### Text Classification

In [1]:
# Loading the data set

from sklearn.datasets import fetch_20newsgroups
twenty_train = fetch_20newsgroups(subset='train', shuffle=True)

![image.png](attachment:image.png)

In [2]:
twenty_train.target_names                                 #prints all the categories
# print("\n".join(twenty_train.data[0].split("\n")[:3]))    #prints first line of the first data file

['alt.atheism',
 'comp.graphics',
 'comp.os.ms-windows.misc',
 'comp.sys.ibm.pc.hardware',
 'comp.sys.mac.hardware',
 'comp.windows.x',
 'misc.forsale',
 'rec.autos',
 'rec.motorcycles',
 'rec.sport.baseball',
 'rec.sport.hockey',
 'sci.crypt',
 'sci.electronics',
 'sci.med',
 'sci.space',
 'soc.religion.christian',
 'talk.politics.guns',
 'talk.politics.mideast',
 'talk.politics.misc',
 'talk.religion.misc']

In [3]:
# prints first line of the first data file

twenty_train.target_names[10]

'rec.sport.hockey'

In [5]:
# Extracting features from text files.
# Text files are actually series of words (ordered). In order to run machine learning algorithms,we need to convert the text
# files into numerical feature vectors.

# Briefly, we segment each text file into words (for English splitting by space), and count # of times each word occurs 
# in each document and finally assign each word an integer id. Each unique word in our dictionary will correspond to a 
# feature 

from sklearn.feature_extraction.text import CountVectorizer #Convert a collection of text documents to a matrix of token counts
count_vect = CountVectorizer()

# So doing ‘count_vect.fit_transform(twenty_train.data)’, we are learning the vocabulary dictionary and it 
# returns a Document-Term matrix. [n_samples, n_features].
X_train_counts = count_vect.fit_transform(twenty_train.data)
X_train_counts.shape

# The last line will output the dimension of the Document-Term matrix - [n_samples, n_features]

(11314, 130107)

In [6]:
# TF: Just counting the number of words in each document has 1 issue: it will give more weightage to longer 
# documents than shorter documents. To avoid this, we can use frequency (TF - Term Frequencies) 
# i.e. #count(word) / #Total words, in each document.

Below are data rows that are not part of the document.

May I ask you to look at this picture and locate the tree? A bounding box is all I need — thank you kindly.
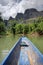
[23,24,29,34]
[15,24,23,34]
[0,22,5,34]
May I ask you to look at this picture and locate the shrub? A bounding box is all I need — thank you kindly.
[23,24,29,34]
[15,24,23,34]
[0,22,5,34]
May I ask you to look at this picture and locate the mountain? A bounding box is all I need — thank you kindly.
[15,13,24,20]
[15,8,43,20]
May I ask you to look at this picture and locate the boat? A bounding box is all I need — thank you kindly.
[1,37,43,65]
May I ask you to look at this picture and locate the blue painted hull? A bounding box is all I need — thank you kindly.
[1,37,43,65]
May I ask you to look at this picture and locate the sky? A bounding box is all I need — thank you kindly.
[0,0,43,20]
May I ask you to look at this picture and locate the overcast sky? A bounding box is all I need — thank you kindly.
[0,0,43,19]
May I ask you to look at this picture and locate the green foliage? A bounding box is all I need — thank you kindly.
[29,23,35,32]
[0,22,5,34]
[15,24,23,34]
[23,24,29,34]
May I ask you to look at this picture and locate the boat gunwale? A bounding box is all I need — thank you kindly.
[0,37,22,65]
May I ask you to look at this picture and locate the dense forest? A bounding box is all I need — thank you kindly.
[0,17,43,35]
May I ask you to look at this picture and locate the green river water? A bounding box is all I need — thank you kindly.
[0,35,19,63]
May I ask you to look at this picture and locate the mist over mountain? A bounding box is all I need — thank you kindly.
[0,0,43,20]
[15,8,43,20]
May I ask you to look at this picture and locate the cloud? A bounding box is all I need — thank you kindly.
[0,0,43,19]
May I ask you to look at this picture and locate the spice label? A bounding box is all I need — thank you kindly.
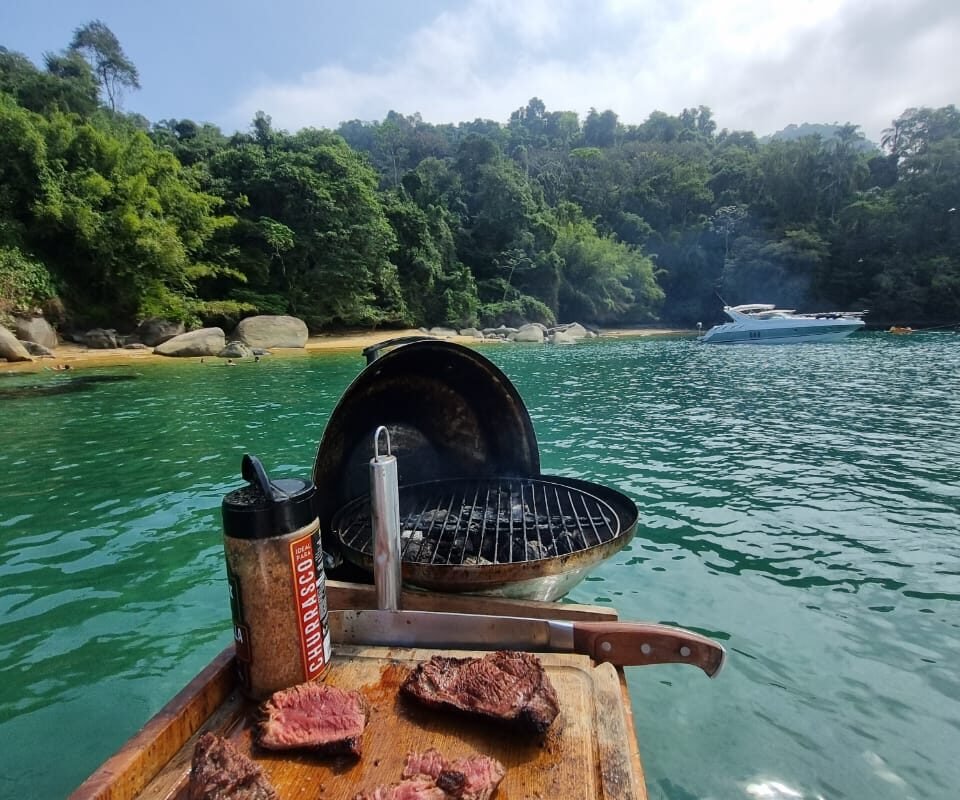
[227,567,253,687]
[290,532,330,680]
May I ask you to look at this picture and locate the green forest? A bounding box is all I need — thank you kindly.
[0,21,960,332]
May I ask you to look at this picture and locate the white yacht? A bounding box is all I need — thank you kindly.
[699,303,866,344]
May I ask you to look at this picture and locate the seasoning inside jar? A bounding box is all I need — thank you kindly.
[221,455,331,700]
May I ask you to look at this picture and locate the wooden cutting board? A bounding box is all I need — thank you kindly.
[139,645,646,800]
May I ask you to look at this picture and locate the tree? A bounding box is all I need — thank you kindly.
[68,20,140,111]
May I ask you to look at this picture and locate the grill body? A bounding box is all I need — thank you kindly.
[314,340,638,600]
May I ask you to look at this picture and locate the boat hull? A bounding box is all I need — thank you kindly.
[700,322,863,345]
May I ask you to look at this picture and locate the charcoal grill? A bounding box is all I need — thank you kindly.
[314,340,637,600]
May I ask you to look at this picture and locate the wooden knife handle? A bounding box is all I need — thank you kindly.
[573,621,727,678]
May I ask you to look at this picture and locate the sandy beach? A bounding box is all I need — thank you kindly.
[0,328,690,372]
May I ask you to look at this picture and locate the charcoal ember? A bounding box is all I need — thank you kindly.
[400,650,560,734]
[403,747,507,800]
[187,731,277,800]
[257,683,369,757]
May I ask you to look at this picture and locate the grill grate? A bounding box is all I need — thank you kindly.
[333,478,620,565]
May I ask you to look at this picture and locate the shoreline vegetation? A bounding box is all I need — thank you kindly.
[0,20,960,340]
[0,327,693,373]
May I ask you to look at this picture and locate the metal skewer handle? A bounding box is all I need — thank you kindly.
[370,425,400,611]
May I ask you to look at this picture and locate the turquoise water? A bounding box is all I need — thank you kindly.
[0,333,960,800]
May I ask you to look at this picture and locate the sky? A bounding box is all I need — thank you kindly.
[0,0,960,142]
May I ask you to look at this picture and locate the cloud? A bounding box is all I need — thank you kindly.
[226,0,960,140]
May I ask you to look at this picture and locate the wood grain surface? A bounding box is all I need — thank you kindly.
[71,582,647,800]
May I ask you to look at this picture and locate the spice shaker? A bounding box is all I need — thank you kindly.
[221,455,331,700]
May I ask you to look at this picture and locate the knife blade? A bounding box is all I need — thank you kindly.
[329,609,726,678]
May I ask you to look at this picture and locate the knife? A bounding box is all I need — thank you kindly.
[329,609,726,678]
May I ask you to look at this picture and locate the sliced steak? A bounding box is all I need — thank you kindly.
[400,650,560,734]
[354,778,449,800]
[354,747,507,800]
[187,731,277,800]
[257,683,368,756]
[403,747,507,800]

# TF-IDF: Finally, we can even reduce the weightage of more common words like (the, is, an etc.) which occurs in all document. 
# This is called as TF-IDF i.e Term Frequency times inverse document frequency.

from sklearn.feature_extraction.text import TfidfTransformer #Transform a count matrix to a normalized tf (term frequency) 
                                                             #or tf-idf (term-frequency times inverse document-frequency) 
                                                             #representation
                                                             
tfidf_transformer = TfidfTransformer()
X_train_tfidf = tfidf_transformer.fit_transform(X_train_counts) # X_train_tfidf will be used in the model in the next section
X_train_tfidf.shape

(11314, 130107)

In [7]:
# Running ML algorithms wehn all the preprocessing is finished

from sklearn.naive_bayes import MultinomialNB
clf = MultinomialNB().fit(X_train_tfidf, twenty_train.target)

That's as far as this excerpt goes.